For 29 years, Father’s Day was just another Sunday for Terrell Starr.
Thanks to a simple inquiry on Facebook, it's now a day to celebrate with a father who didn’t know he existed for nearly three decades.
Starr grew up in a rough part of Detroit under the care of his grandmother, with a mother off in the military and a father he never knew who was absent from his life. Meanwhile, his father was living his life not knowing he had a son.
That all changed one day in 2009 when Starr logged into Facebook and searched for the name “Chris Truesdale’’ in an attempt to see if his father might be out there.
“I didn't believe that anyone would actually reply because I was just so used to being without him,’’ Starr told Willie Geist in an interview that aired on TODAY Friday. “I thought that I was going to live the remaining years of my life without knowing who my father was.”
Truesdale had only purchased a computer two weeks before he saw Starr's message. He logged on to his Facebook account at his home in the Bronx to a message from a stranger saying with the subject line "looking for a father." At the time, Starr was 5,000 miles away, studying in Ukraine on a Fulbright Scholarship.
Truesdale knew immediately that he had just met his 29-year-old son for the first time. There would be no trips to tabloid talk shows to determine paternity.
“When I saw the picture…oh yeah,’’ Truesdale told Geist. “We don’t have to go to Maury (Povich).”
When Starr’s mother initially found out she was pregnant with him, Truesdale had already left their military base and she never was able to track him down. That left Starr yearning for a father he never knew, and Truesdale not knowing he had a son.

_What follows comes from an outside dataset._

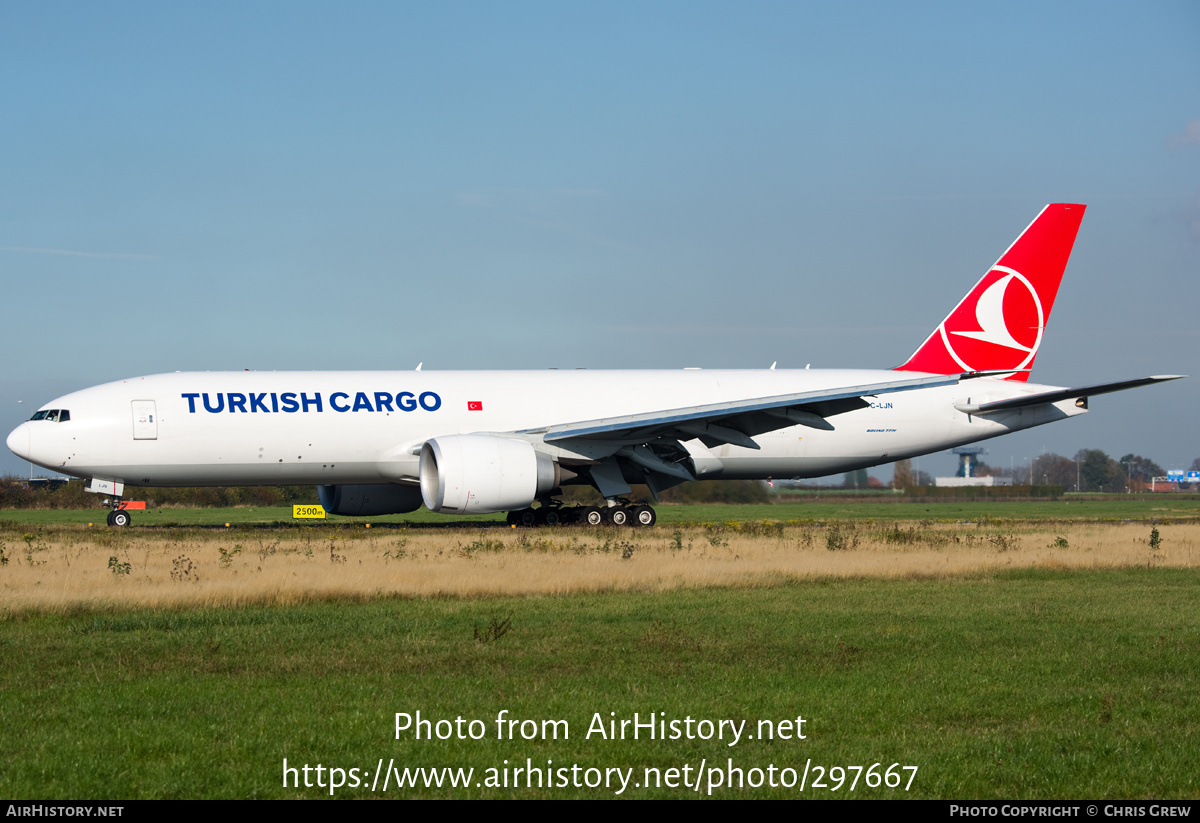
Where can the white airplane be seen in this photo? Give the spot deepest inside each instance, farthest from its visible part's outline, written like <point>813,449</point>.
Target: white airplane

“I'm not a guy that has children and don't take care of them,’’ Truesdale said. “Shoot, I mean, had I known he was my child, he'd have been right there.”
Starr still wonders how he was able to make it through his adolescence alive with only his ailing grandmother to keep an eye on him.
“If I had to deal with gangs and fight my way to school, that's what I had to do,’’ Starr said. “Sometimes I would come back to the house with cuts on my cheek from fighting, and she would simply say, ‘Did you get your shots in?’ I often wondered if, when things were really tough, if he knew I was here, would he come and get me?”
Starr overcame his circumstances to earn two masters degrees and the Fulbright scholarship. While Starr was still in Ukraine, they caught up on each other's lives over Skype and then met in person in New York in 2011. Starr was struggling to find work, so Truesdale took his newfound son into his home.
“I didn't think I needed a father when I was younger, but I needed one when I was 31 years old,’’ Starr said. “I thought I was completely prepared for the world, and life had a different plan.”
Starr has since moved out, but the reunited father and son still talk daily after having been strangers for nearly three decades.
“We can drink beer together,’’ Starr said. “We couldn't have done that if I was 14. I don't know, depending on what kind of man he was back in the day, maybe we would have.”
“Wrong answer,’’ Truesdale joked after making a buzzer noise.
“It's cool,’’ Starr said. “I love him. We do grown adult things together, and he came at the perfect time in my life.”